Artificial intelligence is a collection of technologies that aim to perform tasks that typically require human intelligence, including Machine Learning, Natural Language Processing, Computer Vision, Deep Learning, Robotics and Speech Recognition.
Challenges in Entity Extraction
Named Entity Resolution can face challenges. While London can be easily identified as the capital city of England, there are actually 29 places in the world called London!
London can also be a person's given name or family name! Therefore, the context of where and how a word is used can change its meaning.
Think about how many ways we can refer to a person. For example, John London may also be referred to as J London, Mr. London, John, London, he, his, etc. Now imagine trying to figure out who is who when so many varied references are used across thousands of documents
Entity Extraction Models
There are different Entity Extraction models available. These models can vary in the speed and accuracy with which they perform Entity Extraction. Further, different models may be capable of performing Entity Extraction for a different range of languages.
Entity Extraction Mode
Sintelix provides two Entity Extraction modes:
-
Baseline: The Baseline Entity Extraction model is built into Sintelix. It can run on a standard computer using CPU processing.
-
Enhanced: The enhanced Entity Extraction model boasts improved accuracy, but is slower than the Baseline Entity Extraction mode. It needs to be installed separately and requires a computer to have access to compatible GPUs.
Configuration
The Entity Extraction mode used during Ingestion is configured in the Document Processing configuration. (See Enhanced Extraction).
Language Pipelines
Every language has its own vocabulary and grammatical rules. Therefore, each language requires its own Entity Extraction method, called a pipeline. See Languages.
Language pipelines need to be licensed.
Select the Status tab to view the language pipelines supported, installed and licensed. (Enhanced) displayed after the language name indicates the Entity Extraction enhanced mode is installed (see below). For example,
.
The pipeline applied to a Document is displayed in the Document Properties section as the pipeline_type:
If Enhanced Entity Extraction has been applied, the pipeline_type will be show the value enhanced.
Links
By examining the context of the words, you can identify Connections between Entities.
For example:
-
an Organisation is based in a Location
-
a Person works for an Organisation
-
a Person is the uncle of another Person, etc.

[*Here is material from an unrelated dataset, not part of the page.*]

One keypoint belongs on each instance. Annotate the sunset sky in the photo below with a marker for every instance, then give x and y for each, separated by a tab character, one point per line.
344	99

These Connections are captured in Documents and become Links in Networks.
Clustering
Clustering is a way of grouping similar information. Imagine analysing thousands of news reports and finding hundreds of references to "John London" who may or may not be the same person. How do you tell them apart?
Clustering looks for patterns, similarities and differentiators to distinguish between references and the connections between them.
For example:
-
John London from Sydney, works for Caltex and is not married.
-
John London from Washington, works for Microsoft and is married to Mary.
-
John London from Manchester is married to Maria but it's not clear where he works as an accountant.
Clustering the entities and links found in Documents results in a Network.
Network
A Network is a collection of Nodes and Links.
-
Nodes include Entities and Documents.
-
Links are connections between nodes, for example, from Entity to Entity or Entity to Document.
A Network allows users to analyse and visualise information extracted from a vast volume of data contained in Documents.